Der Bitcoin-Kurs gerät erneut unter Druck, nachdem große Investoren während der jüngsten Rally Gewinne realisiert haben. Laut aktuellen On-Chain-Daten verkaufen sogenannte Wale derzeit Bitcoin an kleinere Anleger, ein Muster, das oft auf eine Fortsetzung der Korrektur hindeutet.

Die größte Kryptowährung stieg in dieser Woche auf fast 74.000 Dollar, fiel jedoch anschließend wieder auf etwa 68.000 Dollar zurück. Analysten sehen in den jüngsten Transaktionen großer Wallets ein wichtiges Signal für die kommenden Wochen.

Wale verkaufen Bitcoin während Rally

Nach Daten des Analyseplattform Santiment kauften große Bitcoin-Inhaber, deren Wallets zwischen 10 und 10.000 BTC halten, massenhaft während der Panik auf dem Markt Ende Februar und Anfang März ein.

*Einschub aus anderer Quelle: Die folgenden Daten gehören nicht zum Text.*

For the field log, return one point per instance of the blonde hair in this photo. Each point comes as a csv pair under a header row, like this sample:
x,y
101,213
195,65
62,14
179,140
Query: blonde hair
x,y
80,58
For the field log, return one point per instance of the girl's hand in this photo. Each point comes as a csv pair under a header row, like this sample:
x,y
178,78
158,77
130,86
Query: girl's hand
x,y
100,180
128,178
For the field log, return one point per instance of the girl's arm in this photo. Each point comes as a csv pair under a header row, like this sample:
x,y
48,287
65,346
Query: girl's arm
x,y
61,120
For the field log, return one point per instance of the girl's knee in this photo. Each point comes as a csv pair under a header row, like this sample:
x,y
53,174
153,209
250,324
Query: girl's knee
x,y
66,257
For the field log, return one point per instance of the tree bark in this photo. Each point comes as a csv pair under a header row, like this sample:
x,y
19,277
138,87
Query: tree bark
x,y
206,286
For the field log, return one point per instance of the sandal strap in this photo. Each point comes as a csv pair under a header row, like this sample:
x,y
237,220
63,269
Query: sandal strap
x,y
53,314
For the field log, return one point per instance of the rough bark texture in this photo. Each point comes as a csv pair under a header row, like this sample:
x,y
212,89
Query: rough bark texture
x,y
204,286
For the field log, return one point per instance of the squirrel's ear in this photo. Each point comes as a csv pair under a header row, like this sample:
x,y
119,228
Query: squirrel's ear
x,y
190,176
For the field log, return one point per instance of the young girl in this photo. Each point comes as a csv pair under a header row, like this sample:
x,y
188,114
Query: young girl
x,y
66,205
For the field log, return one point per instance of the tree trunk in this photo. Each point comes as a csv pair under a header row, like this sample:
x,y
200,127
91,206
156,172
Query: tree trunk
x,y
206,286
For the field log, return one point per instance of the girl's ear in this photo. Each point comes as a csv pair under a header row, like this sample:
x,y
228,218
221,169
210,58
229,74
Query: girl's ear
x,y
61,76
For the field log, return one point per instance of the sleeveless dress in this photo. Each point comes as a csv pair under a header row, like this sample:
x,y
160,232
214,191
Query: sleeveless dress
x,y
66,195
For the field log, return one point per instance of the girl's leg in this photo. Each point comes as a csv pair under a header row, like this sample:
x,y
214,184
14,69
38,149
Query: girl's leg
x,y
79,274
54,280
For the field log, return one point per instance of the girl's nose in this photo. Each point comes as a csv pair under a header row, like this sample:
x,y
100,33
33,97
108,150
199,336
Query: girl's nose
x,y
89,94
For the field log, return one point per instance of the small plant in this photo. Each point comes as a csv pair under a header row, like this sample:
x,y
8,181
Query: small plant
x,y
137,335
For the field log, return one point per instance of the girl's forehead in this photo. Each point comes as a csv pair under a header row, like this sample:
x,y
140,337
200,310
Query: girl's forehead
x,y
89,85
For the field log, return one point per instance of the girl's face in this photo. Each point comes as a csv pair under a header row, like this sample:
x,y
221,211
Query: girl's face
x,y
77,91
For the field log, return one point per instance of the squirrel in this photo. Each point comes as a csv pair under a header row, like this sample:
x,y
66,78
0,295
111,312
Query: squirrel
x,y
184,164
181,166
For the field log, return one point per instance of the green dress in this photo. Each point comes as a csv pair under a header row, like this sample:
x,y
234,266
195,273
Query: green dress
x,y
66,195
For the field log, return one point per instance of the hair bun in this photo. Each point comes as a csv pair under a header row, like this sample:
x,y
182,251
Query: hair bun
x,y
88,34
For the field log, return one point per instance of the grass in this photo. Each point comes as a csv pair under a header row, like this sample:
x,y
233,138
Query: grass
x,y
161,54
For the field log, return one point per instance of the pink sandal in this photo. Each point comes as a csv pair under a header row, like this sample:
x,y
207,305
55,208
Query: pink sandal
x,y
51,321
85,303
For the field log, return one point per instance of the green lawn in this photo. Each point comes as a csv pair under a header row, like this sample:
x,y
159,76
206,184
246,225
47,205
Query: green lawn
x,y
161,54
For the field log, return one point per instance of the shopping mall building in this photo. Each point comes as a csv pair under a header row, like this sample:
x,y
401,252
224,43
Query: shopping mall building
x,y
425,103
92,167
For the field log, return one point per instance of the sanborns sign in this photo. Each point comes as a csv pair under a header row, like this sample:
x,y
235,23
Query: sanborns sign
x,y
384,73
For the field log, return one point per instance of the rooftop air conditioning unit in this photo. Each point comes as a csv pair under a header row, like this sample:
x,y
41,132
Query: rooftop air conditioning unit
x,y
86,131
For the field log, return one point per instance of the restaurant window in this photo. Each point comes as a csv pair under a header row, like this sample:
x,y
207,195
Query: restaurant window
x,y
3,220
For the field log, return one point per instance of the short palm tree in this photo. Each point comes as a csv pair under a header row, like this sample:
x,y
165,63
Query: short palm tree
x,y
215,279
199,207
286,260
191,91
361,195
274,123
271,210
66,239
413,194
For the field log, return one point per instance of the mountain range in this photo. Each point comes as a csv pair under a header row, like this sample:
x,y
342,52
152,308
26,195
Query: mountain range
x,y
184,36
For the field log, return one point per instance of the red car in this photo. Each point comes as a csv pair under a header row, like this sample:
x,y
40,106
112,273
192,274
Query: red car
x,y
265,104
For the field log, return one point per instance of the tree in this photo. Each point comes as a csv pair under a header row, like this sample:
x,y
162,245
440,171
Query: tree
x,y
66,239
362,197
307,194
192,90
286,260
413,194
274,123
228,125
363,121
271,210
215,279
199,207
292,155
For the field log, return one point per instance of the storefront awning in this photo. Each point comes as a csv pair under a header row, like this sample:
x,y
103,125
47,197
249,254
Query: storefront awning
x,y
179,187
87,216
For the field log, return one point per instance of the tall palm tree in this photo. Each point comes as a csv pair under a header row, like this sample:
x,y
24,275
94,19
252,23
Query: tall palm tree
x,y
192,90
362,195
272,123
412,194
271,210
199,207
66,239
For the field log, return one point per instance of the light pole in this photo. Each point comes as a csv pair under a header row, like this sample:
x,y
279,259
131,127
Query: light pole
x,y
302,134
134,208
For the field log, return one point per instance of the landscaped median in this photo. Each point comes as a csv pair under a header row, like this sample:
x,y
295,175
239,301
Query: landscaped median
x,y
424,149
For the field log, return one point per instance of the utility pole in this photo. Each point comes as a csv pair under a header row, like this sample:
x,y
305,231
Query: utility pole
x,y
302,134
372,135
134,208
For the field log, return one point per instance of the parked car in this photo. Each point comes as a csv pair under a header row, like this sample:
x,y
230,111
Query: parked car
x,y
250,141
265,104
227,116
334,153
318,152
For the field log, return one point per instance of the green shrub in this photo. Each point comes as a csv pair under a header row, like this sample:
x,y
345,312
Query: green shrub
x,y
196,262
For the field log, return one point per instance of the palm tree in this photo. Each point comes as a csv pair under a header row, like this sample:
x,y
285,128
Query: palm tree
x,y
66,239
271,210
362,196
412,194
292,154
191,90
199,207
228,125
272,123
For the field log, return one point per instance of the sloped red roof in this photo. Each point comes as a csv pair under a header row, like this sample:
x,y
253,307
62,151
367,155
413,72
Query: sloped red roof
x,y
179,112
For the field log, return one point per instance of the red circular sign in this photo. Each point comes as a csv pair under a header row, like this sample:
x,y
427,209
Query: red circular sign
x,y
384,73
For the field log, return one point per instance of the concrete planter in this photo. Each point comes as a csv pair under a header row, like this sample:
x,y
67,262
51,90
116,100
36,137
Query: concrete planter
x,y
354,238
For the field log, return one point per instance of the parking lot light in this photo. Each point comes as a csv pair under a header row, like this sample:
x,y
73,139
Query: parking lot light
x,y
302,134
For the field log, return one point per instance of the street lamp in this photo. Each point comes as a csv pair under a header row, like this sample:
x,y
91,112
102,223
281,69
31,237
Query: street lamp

In dieser Zeit bewegte sich der Preis von Bitcoin (BTC) zwischen etwa 62.900 und 69.600 Dollar. Dieser Moment fiel mit dem starken Verkaufsdruck während geopolitischer Spannungen und Unsicherheit auf den Finanzmärkten zusammen.

Als der Bitcoin-Kurs dann auf etwa 74.000 Dollar anstieg, begannen dieselben Wale, Gewinne mitzunehmen. Laut Santiment haben diese großen Wallets inzwischen etwa zwei Drittel der kürzlich gekauften Bitcoin wieder verkauft.

Dieses Verhalten entspricht einem bekannten Muster auf dem Kryptomarkt: Große Investoren kaufen während der Panik und verkaufen, wenn das Sentiment bei kleineren Anlegern wieder optimistischer wird.

Kleinanleger kaufen, während große Investoren verkaufen

Während Wale Gewinne mitnehmen, handeln kleinere Anleger entgegengesetzt. Wallets mit weniger als 0,01 BTC haben ihre Positionen vergrößert, als der Bitcoin-Kurs unter 70.000 Dollar fiel.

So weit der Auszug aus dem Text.